Each of these tools reflects a truth the PMO world has been slow to admit: project management isn’t about control anymore—it’s about connection and collaboration. It’s about giving teams the autonomy to move fast while ensuring leadership still has the clarity to make informed, strategic decisions. The tools that win in this next era won’t be the ones with the most templates or fields—they’ll be the ones that bring people, data, and decisions closer together.

Project Online’s retirement is forcing a lot of PMOs to confront a question they’ve put off for years: Is our technology serving us—or are we serving our technology?

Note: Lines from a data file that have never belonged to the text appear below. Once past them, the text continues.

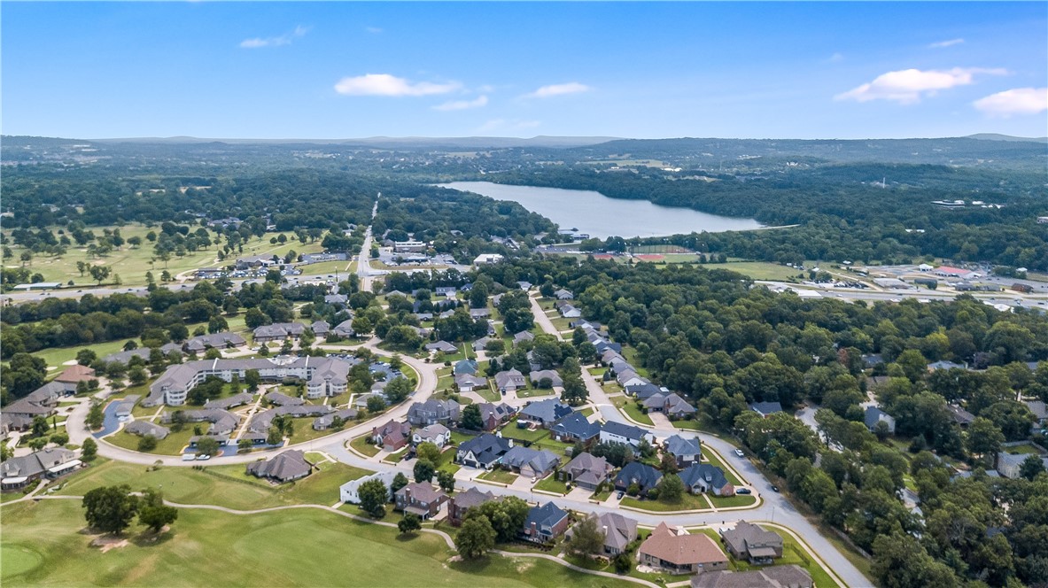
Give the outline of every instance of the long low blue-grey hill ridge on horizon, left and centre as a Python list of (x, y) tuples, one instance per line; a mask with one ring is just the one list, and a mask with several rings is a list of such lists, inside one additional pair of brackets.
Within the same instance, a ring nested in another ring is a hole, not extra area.
[(225, 143), (230, 145), (359, 145), (376, 148), (459, 148), (459, 149), (505, 149), (510, 147), (584, 147), (616, 140), (617, 137), (575, 137), (534, 136), (525, 137), (363, 137), (337, 139), (311, 138), (200, 138), (192, 136), (173, 137), (127, 137), (99, 138), (96, 143), (151, 143), (151, 144), (196, 144)]

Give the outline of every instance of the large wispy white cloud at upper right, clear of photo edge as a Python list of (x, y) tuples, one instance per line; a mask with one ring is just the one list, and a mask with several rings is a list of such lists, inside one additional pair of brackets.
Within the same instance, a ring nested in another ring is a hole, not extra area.
[(899, 104), (915, 104), (920, 102), (923, 95), (934, 95), (939, 90), (974, 84), (977, 74), (1005, 75), (1007, 73), (1005, 69), (981, 67), (902, 69), (882, 73), (873, 82), (837, 94), (834, 100), (854, 100), (856, 102), (890, 100)]

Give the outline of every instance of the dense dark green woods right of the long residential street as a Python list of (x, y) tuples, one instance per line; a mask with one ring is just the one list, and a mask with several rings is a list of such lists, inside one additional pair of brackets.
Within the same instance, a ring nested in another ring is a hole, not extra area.
[[(1040, 460), (1031, 460), (1029, 479), (982, 474), (1002, 443), (1045, 441), (1031, 436), (1033, 416), (1017, 401), (1048, 399), (1048, 363), (1026, 364), (1048, 358), (1043, 314), (1000, 312), (967, 296), (872, 306), (808, 301), (689, 266), (542, 259), (480, 273), (503, 285), (529, 280), (574, 291), (584, 317), (633, 346), (654, 380), (696, 401), (712, 424), (736, 431), (807, 507), (871, 551), (885, 585), (1048, 581), (1048, 520), (1035, 498), (1048, 476), (1032, 480)], [(870, 354), (882, 358), (872, 371)], [(938, 360), (988, 369), (930, 372)], [(909, 451), (863, 422), (868, 391), (896, 417)], [(787, 411), (818, 404), (823, 439), (788, 413), (760, 418), (747, 410), (752, 401)], [(959, 422), (951, 406), (974, 421)], [(923, 518), (900, 500), (908, 477)]]

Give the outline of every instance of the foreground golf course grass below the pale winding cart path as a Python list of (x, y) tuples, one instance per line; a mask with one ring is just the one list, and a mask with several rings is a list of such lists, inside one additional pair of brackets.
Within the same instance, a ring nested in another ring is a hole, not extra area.
[(453, 551), (435, 535), (401, 539), (396, 529), (319, 509), (237, 516), (182, 508), (158, 541), (133, 528), (126, 546), (106, 553), (81, 532), (79, 500), (5, 506), (3, 515), (4, 586), (626, 585), (541, 560), (450, 562)]

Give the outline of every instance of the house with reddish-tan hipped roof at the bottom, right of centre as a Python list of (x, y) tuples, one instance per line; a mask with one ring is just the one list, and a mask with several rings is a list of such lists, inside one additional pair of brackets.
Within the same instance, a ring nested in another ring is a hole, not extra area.
[(705, 535), (691, 535), (659, 523), (637, 549), (642, 565), (670, 573), (696, 573), (727, 569), (727, 556)]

This is the perfect moment to step back and reimagine how your toolset supports the way your business actually delivers work today.

Some PMOs will double down on Microsoft’s modern tools, investing in Power BI dashboards and Power Automate workflows that create visibility and efficiency across portfolios. Others will take this opportunity to move toward more accessible, collaborative platforms like Smartsheet or Monday.com. And the most forward-thinking will blend systems—connecting their PM tools with finance, HR, or CRM systems to build a true digital ecosystem around delivery in OnePlan.

Whatever direction you choose, the real goal isn’t to replace Project Online—it’s to modernize how your PMO enables value.

Takeaway

The retirement of Project Online isn’t bad news. It’s a milestone in the ongoing evolution of how organizations manage work.

Modern PMOs aren’t defined by their software—they’re defined by their ability to align people, data, and strategy in real time. Whether you stay within the Microsoft ecosystem or look elsewhere, the best move you can make right now is to think beyond the tool.

At ProProject Partners, we help PMOs turn transitions like this into transformation—matching the right tools with the right governance and the right people to create lasting business impact.

Because replacing a platform is easy.
Redefining how your organization delivers success? That’s leadership.